Strayhorn volunteered with the organization before taking over as the executive director a few years later.
"I started as a volunteer. I just found something I loved to do," Strayhorn said. "It jibed with my interest in women’s issues and a desire to do something proactive."
But she never thought she would lead the organization for 18 years.
"For me, it was a Cinderella story in that it shouldn’t have been, but so many people wanted this to work," Strayhorn said. "This was not a job I had either the education or experience for, but they said you have the passion for it. We’ll help you with the other stuff."
Strayhorn says much has changed for the better in her years with Rape Response. She puts it all in perspective by reminiscing about her first office.
"When I started at Rape Response in 1992, I had an IBM Selective typewriter," Strayhorn said. Strayhorn said at first, Rape Response had an adversarial relationship with law enforcement and health care professionals who were worried that the advocates would get in the way of investigations.
"We started with that kind of demand for attention for services," Strayhorn said. "This was during the height of the women’s movement. There was an awful lot of resistance to the whole idea of equality, and we were challenging the status quo."
But with time, Strayhorn built relationships with public safety, medical and judicial agencies that learned to trust the work of her organization.
"Once you’ve laid that foundation that there’s a need, you have to start working with people instead of against them," Strayhorn said.
Lt. Carol Martin of the Gainesville Police Department said the partnership has been positive.
"That whole organization has always been so helpful to us," Martin said. "They let us do what we need to do, and they’re doing what they need to do to make the victim feel better."
Now, Rape Response facilitates a Sexual Assault Response Team, an alliance of professionals who meet periodically to review sexual assault cases.
Pat Parris, a registered nurse who serves as one of Northeast Georgia Medical Center’s sexual assault nurse examiners, said SART is a progressive program.
"(Strayhorn) was a pioneer in the state and in the nation in developing a SART team before it was standard," Parris said.
Parris said the group meetings are the key to looking at sexual assault cases more holistically. She said each agency is like a piece of a puzzle, working on a different part of each case.
"Without each one of us, the picture would not be whole," Parris said.
Strayhorn said something she is especially proud of is Rape Response’s preventative education program. The curriculum was developed in 1994 after it was realized that a large number of the victims served by Rape Response were between the ages of 13 and 15.
"We needed to tackle this with younger kids," said Dana Chapman, director of victim services for Rape Response, who taught the preventative course for years.
The interactive three-day program is taught to both male and female students in the eighth grade.
"In the beginning it was a shocking thought that we wanted to teach it co-ed," Chapman said. "The whole point is the way we stop rape ... it’s about male and female people communicating better, so of course it’s a co-ed curriculum."

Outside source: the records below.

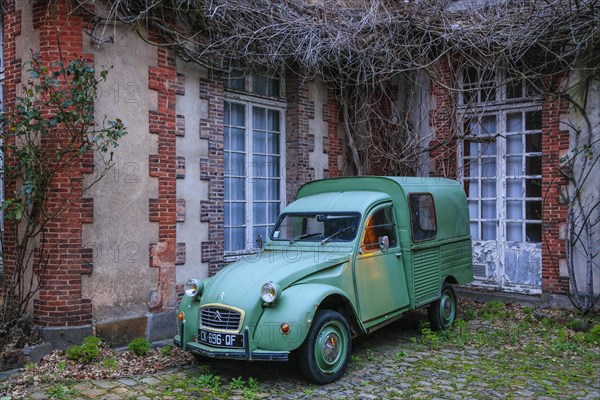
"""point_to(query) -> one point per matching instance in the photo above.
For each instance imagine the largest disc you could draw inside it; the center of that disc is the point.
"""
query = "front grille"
(220, 319)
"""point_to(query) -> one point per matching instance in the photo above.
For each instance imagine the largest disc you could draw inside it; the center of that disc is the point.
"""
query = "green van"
(349, 256)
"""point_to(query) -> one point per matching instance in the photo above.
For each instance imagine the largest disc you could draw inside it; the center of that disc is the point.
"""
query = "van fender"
(296, 306)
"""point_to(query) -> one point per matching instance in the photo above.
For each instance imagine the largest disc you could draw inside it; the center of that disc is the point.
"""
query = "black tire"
(324, 355)
(442, 312)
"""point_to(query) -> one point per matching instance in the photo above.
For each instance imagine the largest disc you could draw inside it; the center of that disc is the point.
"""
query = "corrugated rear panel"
(427, 275)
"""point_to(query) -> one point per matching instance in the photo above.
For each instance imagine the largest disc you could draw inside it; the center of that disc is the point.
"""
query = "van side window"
(381, 223)
(422, 217)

Today, Rape Response Inc. is stronger than ever, providing numerous services to victims to carry them through every step of their journey, from reporting the rape through criminal trial.
"Now we serve somewhere around 420 to 480 victims a year in the five-county area, the majority of which are in Hall County," Strayhorn said.
Chapman said Strayhorn has set the tone for the organization, teaching that rape does not ruin a woman’s life; it is a part of her character, not her identity.
"Just because a woman has been raped doesn’t mean she’s disturbed, it doesn’t mean she’s a patient," Chapman said. "That’s been one of the things Terri taught me. And it’s so important; it’s important every day."
Strayhorn said the organization is in a good place to leave in the hands of someone new.
"I think we are where we should be right now, but I think there’s a lot of opportunity for new ideas,"
Strayhorn said. "I want to see it go to the next stage ... but it’s not with me."